Стихи

Стихи

* * *

 

Время спрессовано. Время становится мной.

Лязгнув засовами, дверь отпирает Всевышний.

Я – настоящее. Холод гудит за спиной.

Холод вселенский, космический. Страшный и лишний.

 

В будущем тоже сквозят над планетой ветра.

Скрыто грядущее. Мне не добраться до сути.

Время спрессовано. В сердце вжимается страх.

Можно бояться, за это никто не осудит…

 

«Было и не было», «будет – не будет» – потом

Стану гадать, повзрослев и печалясь всё чаще.

Год девяностый, р.п. Большеречье, роддом.
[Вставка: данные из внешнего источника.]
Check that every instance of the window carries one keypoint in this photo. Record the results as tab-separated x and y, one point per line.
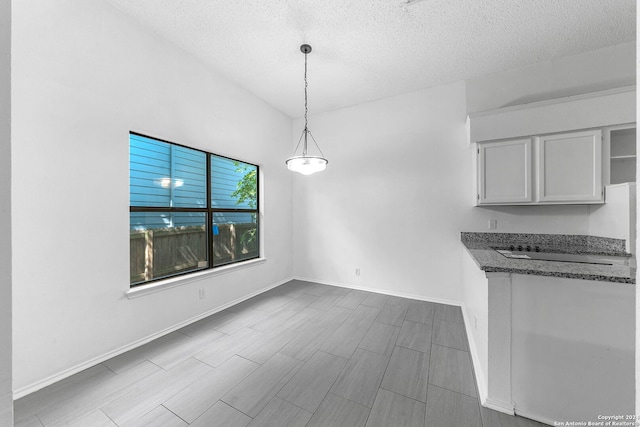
189	210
Мир познаю и живу сам собой – настоящим.

 

* * *

 

В воду – ладонь, будто щупаю пульс реки.

Где-то в верховьях сердце Алтая бьётся.

Это – Катунь, что шлифует материки.

Только голыш от Пангеи нам остаётся.

Древний, безжалостный холод идёт со дна,

Тянется сквозь времена к моим тёплым пальцам.
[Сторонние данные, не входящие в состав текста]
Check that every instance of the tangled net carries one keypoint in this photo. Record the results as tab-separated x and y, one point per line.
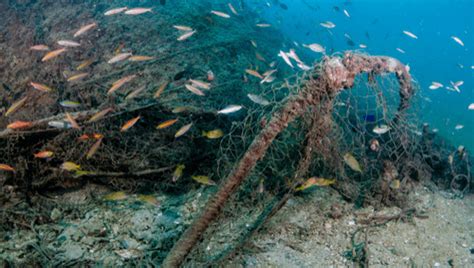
314	119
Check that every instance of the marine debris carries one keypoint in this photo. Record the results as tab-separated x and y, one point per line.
214	105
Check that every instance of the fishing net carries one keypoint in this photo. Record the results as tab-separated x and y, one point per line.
142	160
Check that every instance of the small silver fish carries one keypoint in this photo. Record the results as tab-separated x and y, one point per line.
60	124
230	109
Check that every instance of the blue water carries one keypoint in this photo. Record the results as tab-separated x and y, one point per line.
434	56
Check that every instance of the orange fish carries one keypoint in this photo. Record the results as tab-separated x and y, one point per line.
117	84
167	123
94	148
77	77
140	58
160	90
85	64
40	48
83	137
99	115
254	73
20	125
44	154
53	54
71	120
129	124
15	106
97	136
40	87
6	167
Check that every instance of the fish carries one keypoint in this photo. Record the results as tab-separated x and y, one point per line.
200	84
85	29
284	56
382	129
59	124
44	154
84	64
194	90
167	123
254	73
160	90
457	40
410	34
458	83
40	48
261	186
230	109
72	121
435	85
183	28
119	48
119	83
69	104
40	87
183	130
186	35
314	181
138	11
68	43
53	54
351	161
19	125
292	54
232	9
260	57
203	180
213	134
116	196
77	77
70	166
346	13
315	47
395	184
210	75
254	44
178	172
148	199
180	109
140	58
401	50
258	100
369	118
98	116
115	11
6	167
94	149
129	124
119	57
328	24
220	14
135	93
15	106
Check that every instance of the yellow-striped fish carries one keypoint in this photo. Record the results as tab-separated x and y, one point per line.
166	123
129	124
204	180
Будто река говорит: «Только я одна

Вижу в тебе неприкаянного скитальца.

Вижу насквозь, словно тысячи лет назад.

Острую палку смартфон заменил, но – полно…

Вижу, во мне отразились твои глаза.

Что ты здесь ищешь так робок, но так упорно?

Пробуешь время поймать, сжав ладонь в воде.

Тянешь поводья, и волны храпят как кони.

По отражённой в глубинах моих звезде

Будешь идти, и беда до поры не тронет.

Скоро, скиталец, в душе ты зажжёшь огонь

И для познания миру откроешь разум…».

Я вытираю о шорты свою ладонь,

Делаю фото и… ухожу на базу.

 

* * *

 

…Но, отказавшись верить наотрез,

Беззубый рот в усмешке злой ощерив,

Шел римский стражник медленно к пещере,

А вслед ему неслось: «Христос воскрес!».

 

Вёл стражника неясный интерес.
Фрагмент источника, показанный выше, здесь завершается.